凄いテンションの大声で、わたしのプライベートな◯◯に迫ってきたわねえ。
勇気ありまくりじゃーないの、ニシダさん……。
「おいニシダ、いきなりそんなコト訊くのは、ないんじゃーないのか?」
ニシダさんから見て左隣の席の男子・フジカワくんが、ニシダさんをたしなめる。
「なんなのフジカワ!? 都合のいい時だけ、マジメになるんだね!?」
ニシダさん、凄い剣幕。
「なんだよその言い草は!!」
自分の席から立ち上がりそうな勢いで怒るフジカワくんを目の当たりにするわたし、だったんだけど、
「はいはい、ケンカしないの。あなたたちはもう高校3年生なんだから」
と落ち着かせるために言って、
「ニシダさん。教えてあげるから、席に座って。フジカワくんも、そんなに身を乗り出さないの」
ニシダさん&フジカワくんが照れながらわたしのコトバに従うのを見届けたあとで、
「いるわよ、彼氏。つきあい始めてから、もう8年近く」
教卓の前に立っているわたしに注目が一気に集まってくる。
とりわけ熱い眼差しはニシダさんの眼差し。フジカワくんもフジカワくんの眼差しをわたしから離さない。
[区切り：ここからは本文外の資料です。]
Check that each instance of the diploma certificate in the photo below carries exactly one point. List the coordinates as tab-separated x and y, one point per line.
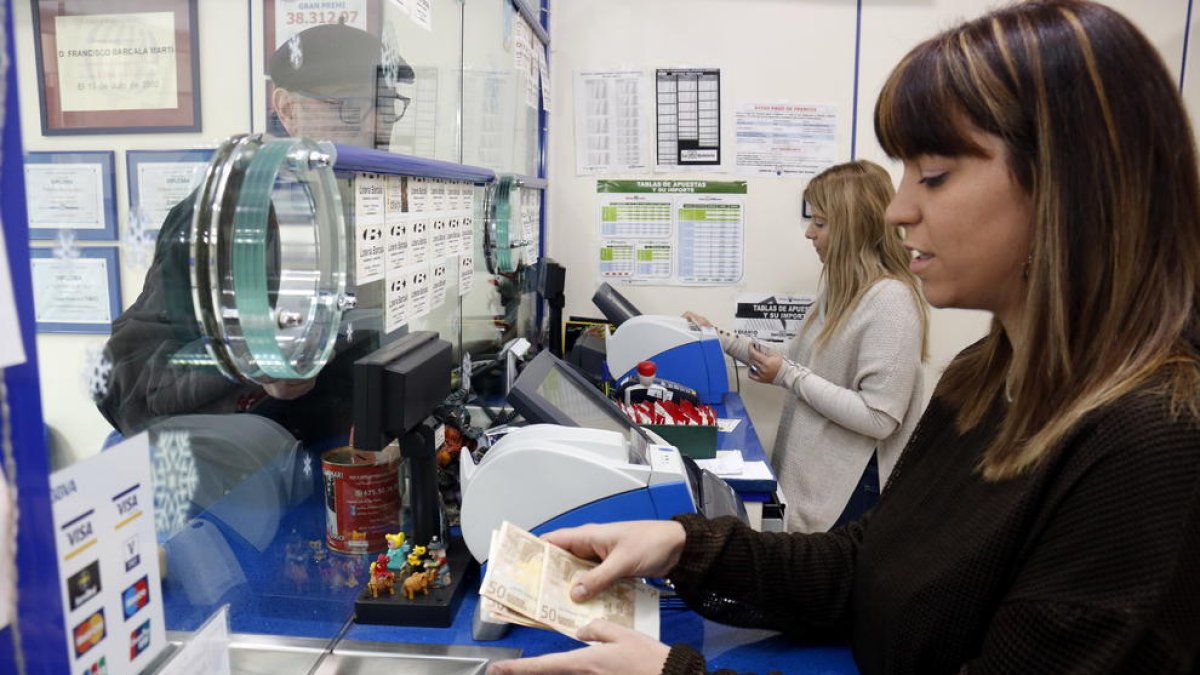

「8年近く……? ってコトは、羽田先生が、JK、の頃から……!」
ニシダさんから見て右隣の席の女子・コクボさんが、眼を大きくして言ってきた。
「そうなるわね~」
答えるわたし。
「彼氏さんも、その時、高校生……??」
大きな眼でわたしの顔を凝視しながら言ってくるコクボさん。
――非常にタイミング良く、授業終了のチャイムが響き渡る。
× × ×
つきあい始めた時高校3年生だった彼氏が、夕食後のダイニングテーブルにて、某サッカー雑誌に眼を通している。
「アツマくん、アツマくん」
つきあい始めた時高校3年生だった彼氏の名前を2回呼ぶわたしは、
「今度の日曜、下北沢(しもきた)に行きましょーよ」
アツマくんは顔を上げながら、
「なんで」
わたしは黒くて熱いコーヒーを軽く啜ってから、真向かいの彼氏に微笑みかけて、
「北海道の有名なベーカリーカフェの支店がオープンしたのよ。パンもコーヒーもとっても美味しいんだって」
と言い、
「それとね、わたしの知り合いの女の子が在籍してるバンドが、日曜にライブハウスで演奏するみたいだから」
と言い、
「行かない理由はないのよ、日曜の下北沢(しもきた)に……」
と、シットリとした声音で締めくくる。
「ふうむ」
目線をやや下げているアツマくんは、
「おまえの交友範囲、案外広いのな。バンドガールを知り合いに持っていたとは」
と、デリカシーに欠ける発言。
「『案外』なんて言わないで。ムカつくから」
わたしはわたしの慎ましき胸の前で腕を組んでお気持ちを表明。
「メンゴー」
『あり得ないレベル』の高い謝り方を彼氏がしてくるから、我慢ならず、
「わたしの交友範囲をナメないで!!」
と一気に立ち上がり、
「アツマくん。お仕置きよ」
「なんだよぉ、お仕置きってー」
「あなたが軽薄過ぎるのがイケないんだからね!?」
「いや、お仕置きの中身を言ってくれや」
リビング方面を右人差し指で指し示すわたしは、
「あっちのソファで、あなたをグニグニしてあげるわ」
「グニグニ?? なんやねん、その擬音は。想像できへんやないか」
あああっもうっ。
彼氏が関西弁モドキを繰り出してきちゃったじゃないのっ。